On the other hand, all governments should expand academic research on AI safety. Additional funding needs both to increase the number of scientists working on the problem and to expand the computational resources available to safety researchers. This will empower publicly-funded academics to conduct the type of safety research (on large scale models) that has recently become the exclusive preserve of the private sector. The establishment of an international research institution for AI safety similar to CERN should be seriously considered.

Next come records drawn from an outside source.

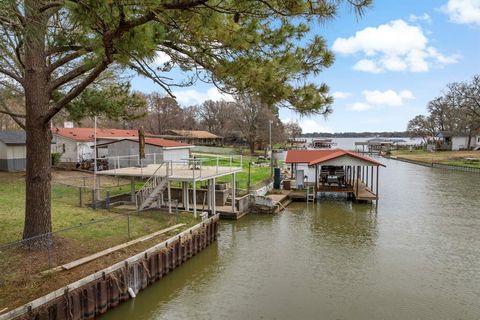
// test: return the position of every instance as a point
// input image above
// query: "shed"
(198, 137)
(13, 150)
(76, 144)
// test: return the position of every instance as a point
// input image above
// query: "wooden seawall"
(94, 295)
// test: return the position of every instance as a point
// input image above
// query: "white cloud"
(366, 65)
(387, 98)
(424, 17)
(359, 106)
(193, 97)
(395, 46)
(161, 58)
(463, 11)
(310, 125)
(341, 95)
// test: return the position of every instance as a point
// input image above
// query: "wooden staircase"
(152, 190)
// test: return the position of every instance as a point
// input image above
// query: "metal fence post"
(94, 205)
(80, 193)
(49, 252)
(107, 200)
(128, 225)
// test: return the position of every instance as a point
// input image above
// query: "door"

Finally, governments should establish hardware governance regimes. Giant data centers with several thousand cutting-edge AI chips are needed to develop the most capable systems. This physical infrastructure marks the most amenable bottleneck for government intervention. In a first step, large domestic AI compute concentrations and their highly centralised global supply chains need to be mapped. Additionally, reporting requirements for large training runs should be instantiated for monitoring purposes. To substantially reduce the risk of catastrophic accidents, licensing regimes for large-scale training runs must be developed to ensure requesting entities can demonstrate compliance with the required safety precautions.
Recommended Experts
Tackling these new challenges will require governments to build considerable expertise. Below is a list of suggested experts to involve in preparatory meetings for the summit at expert level, and in eventual post-summit working groups.
International institutions for the governance of advanced AI
Professor Robert Trager (University of California, Los Angeles),
Professor Duncan Snidal (University of Oxford),
Dr. Allan Dafoe (Google DeepMind),
Mustafa Suleyman (Inflection AI)
Auditing regimes for high-risk AI systems
Professor Ellen P. Goodman (Rutgers Law School),
Dr. Paul Christiano (Alignment Research Center),
Markus Anderljung (Center for the Governance of AI),
Elizabeth Barnes (ARC Evals)
Hardware governance
Professor Anthony Aguirre (University of California, Santa Cruz),
Dr. Jess Whittlestone (Centre for Long-Term Resilience),
Lennart Heim (Center for the Governance of AI),
Dr. Shahar Avin (Centre for the Study of Existential Risk, University of Cambridge)
↩ 1 See the OECD AI Policy Observatory for an overview.